A little over a century ago Josephine Butler was beginning to learn, with reluctance and dismay, the extent of organised child prostitution in Britain. When she tried to convey what she had learned she was often reviled as dirty-minded, corrupting and unwomanly. Her work did much to erect legal protection for children, but the possibility and practice of child sexual exploitation continued, as shown in the case notes of bodies such as the NSPCC. In 1987 a tide of hostility was unleashed against another woman, paediatrician Marietta Higgs, who had in the normal course of her work discovered signs of sexual abuse in a small and statistically unsurprising proportion of the children she cared for.
Why is it so often women—supposedly the weaker sex, less tough-minded than men—who seem to be left to face up to the most cruel and sordid social practices, and even vicariously to bear the blame for them? And why, a century after Josephine Butler’s work, is society still so ill-equipped to deal with child sexual abuse?
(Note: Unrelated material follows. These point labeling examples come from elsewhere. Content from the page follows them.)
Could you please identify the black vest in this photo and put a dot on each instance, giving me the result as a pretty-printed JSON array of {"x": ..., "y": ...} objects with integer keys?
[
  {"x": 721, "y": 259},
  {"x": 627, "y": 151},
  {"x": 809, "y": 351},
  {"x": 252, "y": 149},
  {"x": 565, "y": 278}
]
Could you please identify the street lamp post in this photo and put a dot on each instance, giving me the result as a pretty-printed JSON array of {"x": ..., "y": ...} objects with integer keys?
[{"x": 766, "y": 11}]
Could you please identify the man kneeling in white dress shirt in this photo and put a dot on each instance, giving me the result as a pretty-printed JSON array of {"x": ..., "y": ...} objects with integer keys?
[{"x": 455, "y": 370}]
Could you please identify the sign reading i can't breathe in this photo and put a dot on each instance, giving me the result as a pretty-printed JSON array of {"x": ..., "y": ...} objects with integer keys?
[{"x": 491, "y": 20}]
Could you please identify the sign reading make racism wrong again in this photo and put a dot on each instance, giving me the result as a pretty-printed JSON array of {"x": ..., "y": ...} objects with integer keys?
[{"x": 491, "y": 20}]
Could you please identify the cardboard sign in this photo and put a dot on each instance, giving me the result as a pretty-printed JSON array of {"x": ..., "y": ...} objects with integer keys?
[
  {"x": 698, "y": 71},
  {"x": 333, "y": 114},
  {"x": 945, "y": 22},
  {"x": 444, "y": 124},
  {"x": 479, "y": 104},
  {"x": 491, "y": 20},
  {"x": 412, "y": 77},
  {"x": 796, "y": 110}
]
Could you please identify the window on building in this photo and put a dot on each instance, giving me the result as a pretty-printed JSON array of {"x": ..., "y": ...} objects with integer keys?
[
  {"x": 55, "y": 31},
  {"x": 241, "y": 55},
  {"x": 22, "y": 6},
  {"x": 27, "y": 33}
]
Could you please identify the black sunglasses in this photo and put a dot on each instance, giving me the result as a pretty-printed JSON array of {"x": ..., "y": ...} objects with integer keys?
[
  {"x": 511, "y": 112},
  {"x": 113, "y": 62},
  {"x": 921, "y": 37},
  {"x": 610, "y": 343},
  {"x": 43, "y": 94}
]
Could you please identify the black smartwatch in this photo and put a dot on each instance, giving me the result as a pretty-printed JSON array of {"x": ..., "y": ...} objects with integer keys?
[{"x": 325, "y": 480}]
Josephine Butler’s involvement with girls and women forced into poverty and prostitution began in 1865 in Liverpool, when she visited the city’s vast workhouse and met some of its 5000 inhabitants. Though frightened and horrified at the conditions, and doubtful of her welcome, she sat down on the floor and began to pick oakum with the women and talk to them about their lives. Shortly afterwards she took into her house a girl called Marion who had been seduced at fifteen and abandoned, and was dying of consumption. Others followed and Josephine set up a ‘House of Rest’ for incurably ill women.